Juliet, la fromagère de Tahiti, a quant à elle largement développé sa gamme de fromages, tous issus du lait des vaches de Taravao.
Juliet travaille à partir d’un lait pasteurisé, mais qui ne subit pas de transformation ni d’appauvrissement (stérilisation UHT). Depuis la sortie, saluée par tous, y compris de grands professionnels fromagers, de son saint-tahitien, fromage à pâte molle et à croûte fleurie, des fromages frais (poivre ou pamplemousse confit), des tommes (nature ou au poivre de papaye, poivre élevé à base de graines de papayes déshydratées) et d’autres saint-tahitiens (aux truffes ou affiné au rhum Manutea) ont rejoint la création initiale.
Juliet nous avait envoyé ses recommandations de température pour chaque fromage. Nous les avions donc conservés dans la cave à vin, sauf les fromages frais. Pour le fromage frais aux pamplemousses confits et citron vert, quelques feuilles de basilic avaient été cueillies dans le potager de la rédaction.
Il est parfois des évidences qui sautent aux yeux, en l’occurrence ici au nez, confirmées par le palais. Le blanc moelleux a trouvé un allié de taille avec le fromage frais aux tranches de pamplemousse confit.
La fraîcheur du fromage rebondit sur la suavité du vin, tandis que la minéralité du corail s’allie aux épices du basilic, le tout lié par la texture onctueuse du fromage.
Une vraie complicité.
Emportés par cet élan, nous nous attardons sur l’autre fromage frais, délicieusement nommé Saveur italienne.
Paré d’une croûte de baies hachées (graines de moutarde et de sésame, tomate, oignon, olive noire, origan et herbes de Provence), il est comparable à un fromage de chèvre frais, sans l’acidité caractéristique, ou à la douceur d’une faisselle, mais avec l’intérêt des ferments d’un demi-sec. Avec ce fromage, le rosé de Rangiroa, fin et frais, s’impose. C’est une alliance délicate, où l’un et l’autre se répondent sans se heurter, se soutiennent sans se ternir. On se souvient qu’on est en bord de mer, et c’est donc tout naturellement qu’on prend un bain, tartine en main, pour vérifier si l’accord tient la baignade et quelques gouttes d’eau salée.
C’est le cas !
Avant de nous attaquer aux saint-tahitiens, nous nous intéressons aux deux tommes.

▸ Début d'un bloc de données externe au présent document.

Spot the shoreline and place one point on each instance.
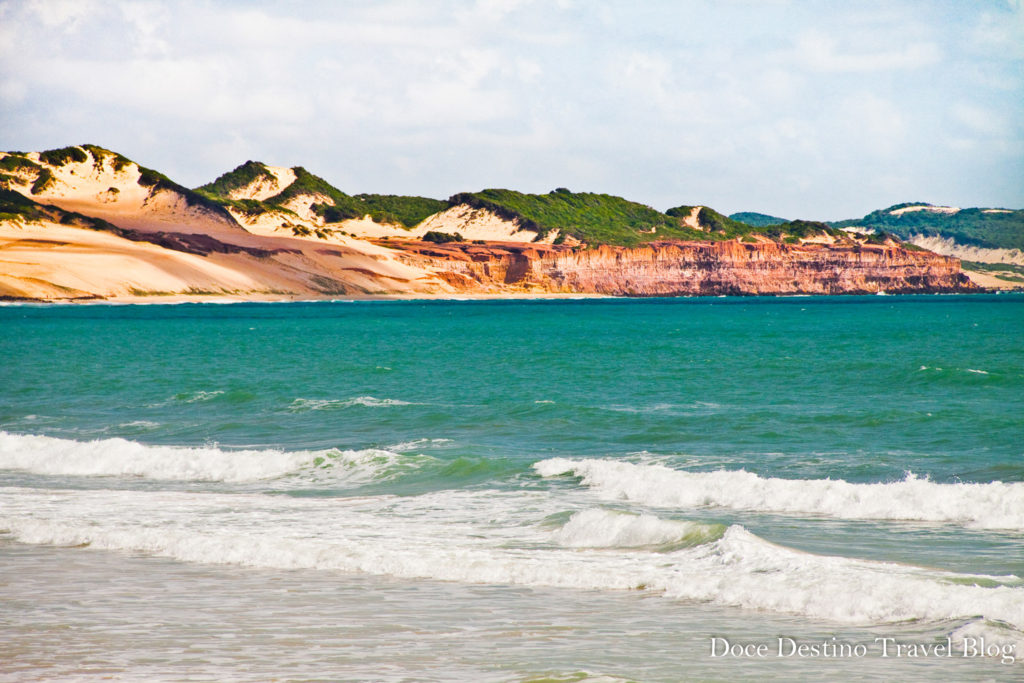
(235, 299)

Pas de doute, c’est un fromage de vache, bien présente, dans le goût de la croûte comme de la pâte tendre. Cette tomme du vent est un fromage pasteurisé à pâte pressée cuite. Lors de l’affinage, la fine croûte salée s’épaissit, se colore de gris et de jaunes, pour finir tachetée et fleurie. Nous avions la tomme, il nous fallait dénicher le vent, qui souffle un air d’océan, de corail et d’infini. Le Clos du récif 2018, encore jeune et timide, a apporté la fraîcheur océane.
Il n’a rien de ce que l’on connaît, des chardonnays puissants ou des sauvignons floraux. Il vient raconter son atoll, fait des riens qui composent les souvenirs, ceux des antiques îles hautes qui ont disparu sous les flots. Léger, une pointe d’acidité en bouche, il vient caresser la tomme comme le bout d’une palme sur le sable rose. C’est exquis de délicatesse, franc, une rusticité de forme pour une tendresse de fond. L’autre tomme est un poème. Imaginez grignoter une papaye. Le réflexe des grands-parents serait de les jeter à la poubelle.

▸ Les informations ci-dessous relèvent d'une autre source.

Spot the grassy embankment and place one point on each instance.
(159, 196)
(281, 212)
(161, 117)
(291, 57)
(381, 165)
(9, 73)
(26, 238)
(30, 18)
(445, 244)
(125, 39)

Geste suranné des années 1960-70 à oublier. Celui des parents est de les mettre au compost : c’est déjà mieux. Mais pourquoi jeter ce qu’on peut transformer ? Les graines de papaye ont de puissantes propriétés antibactériennes, anti-inflammatoires, dépuratives et elles aident à la bonne digestion.
Un vrai petit poivre local.
Prenez les graines, faites-les sécher à l’air libre durant 2 jours après les avoir bien rincées.
Si vous les croquez, vous sentirez la puissance, le piquant, la saveur marquée. Séchées au four durant 60 minutes à feu doux (90°C, thermostat 2), vous obtiendrez un poivre de papaye aux notes fumées. Renforcez ou allégez cet aspect en réduisant ou prolongeant la durée de séchage. Mais revenons à nos bovins, leur lait, nos fromages.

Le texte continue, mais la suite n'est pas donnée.